Почему именно в этот день? Конечно, наличием в доме сразу двух прекрасных кандидатов в убийцы – Тера и Фишера – следовало воспользоваться. Но почему именно тогда? Ведь оставалось ещё то самое алиби, которое убийце следовало себе обеспечить. И тут я вспомнил историю про бесцеремонность мадам, которая вмешалась в ваш ужин и рассказала, как напугана её дочь запахами, исходящими от Корвина, – а главное, его внешностью. Думаю, доктор сообразил то, до чего догадался и я: мадемуазель не заходит внутрь Ротонды. И тем самым обеспечит доктору прекрасное алиби.
– Очень рискованно, – заметил Целебан. – А если бы именно в этот день мадемуазель преодолела свой страх и вошла?
– Очень, – согласился Ульянов. – Но любое умышленное убийство – риск.

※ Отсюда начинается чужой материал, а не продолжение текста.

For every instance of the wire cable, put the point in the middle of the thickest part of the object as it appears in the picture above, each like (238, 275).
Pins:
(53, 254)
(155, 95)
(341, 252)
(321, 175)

– Сначала я решил, что доктор стрелял через подушку – ту самую, которую он брал с собой на тренировку Тера, – продолжил Ульянов. – Правда, о подушке доктор упомянул сам, ещё в первом разговоре с вами, Маркевич. Это, конечно, немного нелогичное поведение для убийцы. Ну а потом я нашёл способ её заполучить и осмотреть. Она действительно имеет съёмный чехол, но сама основа была совершенно цела. Но я уже понимал, что не просто нахожусь на правильном пути, нет – я почти у входа. Вчера утром я хотел зайти в Ротонду, но там постоянно крутились вы, дражайший Николай Иванович. Так что мне оставалось издали глядеть на окна, выходившие вовнутрь, как я знал, на антресоли. И тут в одну секунду я понял всё. Что убийца мог делать с Корвином на антресолях? Какую единственную цель они могли там преследовать, – ну кроме убийства, разумеется?
– Очевидно, книги, – сказал Целебан.
– Именно. Книги. Я не знаю, что именно убийца предложил проделать там Корвину – помочь в поиске чего-то конкретного и просто расставить тома. Да это и неважно. Но именно в книге был спрятан ответ. Инспектор, для чего доктор Веледницкий по его словам, заходил в Ротонду по дороге на тренировку Тера?
– Отдать Корвину книги.
– Какие именно, не помните?
– Прекрасно помню. Первый том «Энциклопедии законоведения», «История материализма» Ланге, «Четыре фазиса нравственности» Блэкки и «История философии в жизнеописаниях» Льюиса. Все они лежали на столе Корвина, да и сейчас, вероятно, там лежат.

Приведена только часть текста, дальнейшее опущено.